Donnerstag, 10. August 2017:
"Orange Day" in Vietnam
Der Tod kam auch aus Ingelheim: Ein deutscher Konzern half dabei, als die USA ihren chemischen Krieg gegen den Kommunismus in Südostasien führten.
Der 10. August ist in Vietnam "Orange Day".
Kein Feier-, sondern ein Gedenktag.
Agent Orange ist die militärische Bezeichnung eines chemischen Entlaubungsmittels, das die US-Streitkräfte im Rahmen der Operation "Ranch Hand" (Erntehelfer) während des Vietnamkriegs großflächig zur Entlaubung von Wäldern und zur Zerstörung von Nutzpflanzen einsetzten.
Ziel war es, dem feindlichen "Vietcong" die Tarnung durch den dichten Dschungel zu erschweren, Verstecke und Versorgungswege (Ho-Chi-Minh-Pfad) des Gegners aufzudecken, und deren Nahrungsversorgung zu stören.

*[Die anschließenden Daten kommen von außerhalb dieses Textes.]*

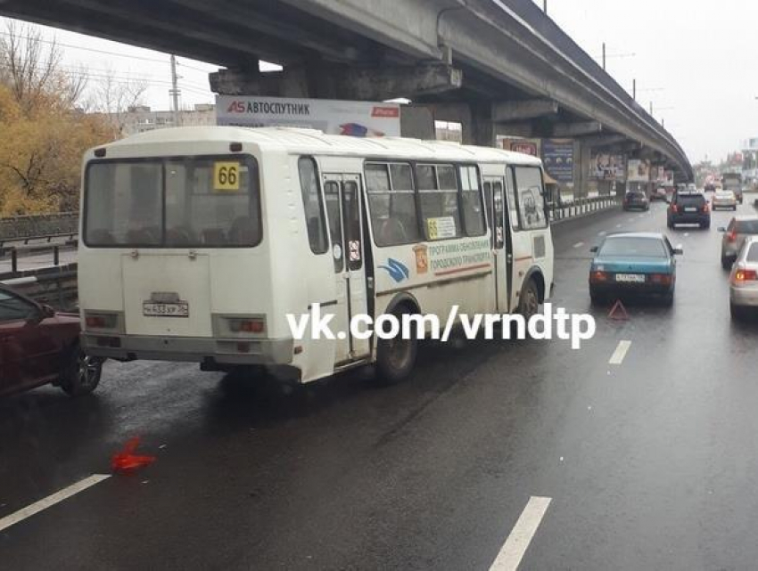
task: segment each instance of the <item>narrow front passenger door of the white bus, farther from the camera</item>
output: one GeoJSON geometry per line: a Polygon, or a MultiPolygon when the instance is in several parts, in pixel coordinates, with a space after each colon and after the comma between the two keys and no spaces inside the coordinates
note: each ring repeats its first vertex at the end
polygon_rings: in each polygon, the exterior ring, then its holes
{"type": "Polygon", "coordinates": [[[495,303],[498,312],[508,311],[508,300],[513,282],[513,256],[510,248],[509,228],[505,213],[503,177],[484,179],[484,199],[490,219],[492,251],[495,257],[495,303]]]}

Der Name stammt von den orangefarbenen Streifen, mit denen die entsprechenden Fässer gekennzeichnet waren.
Das englische Wort agent bedeutet hier "Mittel" oder "Wirkstoff".
Nach rund zehn Jahren hatten die Vereinigten Staaten Zeitungsberichten zufolge in 9.495 dokumentierten Einsätzen rund 90 Millionen Kilogramm Agent Orange auf einer Fläche der Größe Hessens versprüht, drei Millionen Hektar Regenwald und Reisfelder vernichtet sowie 2.6000 Dörfer verseucht.
15,9 Liter kamen in den regelmäßig "entlaubten" Gebieten auf jeden Einwohner.
Am Anfang fielen die Blätter von den Bäumen, Reispflanzen gingen ein und der Dschungel verdorrte.
Später erkrankten und starben Menschen - Millionen Bewohner der betroffenen Gebiete, aber auch bis zu 200.000 US-Soldaten, die bei der Veteranenbehörde als Agent-Orange-Opfer registriert sind.
Vor 46 Jahren, im Januar 1971, startete angeblich das letzte Sprühflugzeug.
Doch es befinden sich noch immer Millionen Liter des nicht sichtbaren Giftes im Boden, in Pflanzen und damit auch im menschlichen Nahrungskreislauf.
Bis heute leiden und sterben Menschen an den Langzeitfolgen.
Neugeborene mit deformierten Schädeln, ohne Augen und Nase, mit fehlenden oder missgebildeten Organen; junge Frauen, um die 20, mit vom Krebs zerfressenen Gebärmüttern; Kriegsveteranen und einfache, vietnamesische Bauern, die – oft Jahre nach Kontakt mit der Chemikalie – an bösartigen Tumoren sterben.
Der Wirkstoff bestand zu gleichen Teilen aus 2,4,5-Trichlorphenoxyessigsäure (2,4,5-T) und 2,4-Dichlorphenoxyessigsäure (2,4-D).
Hinzu kam 2,3,7,8-TCDD, das herstellungsbedingt als Verunreinigung in Agent Orange enthalten war.
Bei seiner Synthetisierung entsteht Dioxin.
Diese chlorhaltige organische Verbindung wurde 1957 von Wilhelm Sandermann im Labor entdeckt und zählt zu den potentesten Giften, die die Menschheit je erschaffen hat.
Es ist nicht nur ausgesprochen persistent, also über lange Zeiträume in der Umwelt stabil.
Es schädigt das Genom, schwächt das Immunsystem und ist stark krebserregend.
Blutkrebs und Nierenversagen, Nervenleiden und Metastasenbildungen zählen zu den rund 140 bekannten Folgeerkrankungen.
Gift aus Ingelheim:
Auch in Deutschland hat das Gift Tote gefordert. Rund 115 einstige Arbeiter von Boehringer Ingelheim verstarben alleine bis 1991 an Krebs.
Das weltweit größte in Familienbesitz befindliche Chemieunternehmen aus Ingelheim am Rhein wurde vom US-Unternehmen Dow Chemical, neben Monsanto einer der beiden Hauptlieferanten des Herbizids, nach Lieferengpässen eingeschaltet.
Bei 45,2 Millionen Litern lag der Jahresbedarf mittlerweile.
Boehringer Ingelheim konnte helfen.
Geschlossen wurde der gewinnträchtige Pakt zwischen Boehringer und Dow Chemical zu einer Zeit, als der spätere Bundespräsident Richard v. Weizsäcker, der das Unternehmen 1966 verließ, noch Mitglied der Geschäftsführung in Ingelheim war.